In 2018, the Heritage Foundation, a powerful conservative think tank, released a report on poverty. which is read in part: “If the amount of work done in poor families with children increased to the equivalent of an adult working full-time year-round, the poverty rate among these families would be reduced by two-thirds.”
Take a moment with that implication: here we are at a moment in history when 78% of Americans live hand to mouth, and the Heritage report wants to present poverty as if it were a work ethic issue. Not one of rising inflation or decades of wage stagnation. Not one of systemic racism. And it's certainly not a side effect of Trump's tax cuts that diverted even more wealth from workers to the rich.
The Heritage Foundation has a plan for 2025 if Trump takes back the White House. Let's say that when it comes to helping the poor (or not), the group's opinions haven't changed much. For the people in that room in Florida to whom Trump was airing his grievances, I'm sure it's good news.
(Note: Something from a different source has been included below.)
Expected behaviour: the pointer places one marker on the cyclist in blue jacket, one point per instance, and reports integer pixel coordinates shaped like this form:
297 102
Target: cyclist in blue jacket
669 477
Generally speaking, Trump is just the latest conservative to criticize the federal government's attempt to help the poor. President Nixon did it. Newt Gingrich's “contract with America” had to do with that. Both bushes. It's all part of the conservative narrative that sees the infrastructure failures of big cities run by Democrats as evidence that too many “welfare queens” are receiving handouts. You know, unlike the loss of tax revenue from white flight. EITHER federal underinvestment in infrastructure since the 1960s.
Meanwhile, the same predominantly white rural areas Johnson referenced 60 years ago are still among the poorest.
And its residents continue to vote for Republicans like Trump, who restrict attempts to help the poor. They do not believe that a war against the poor will harm them. Presumably because they keep being told that they are not the face of “social welfare.”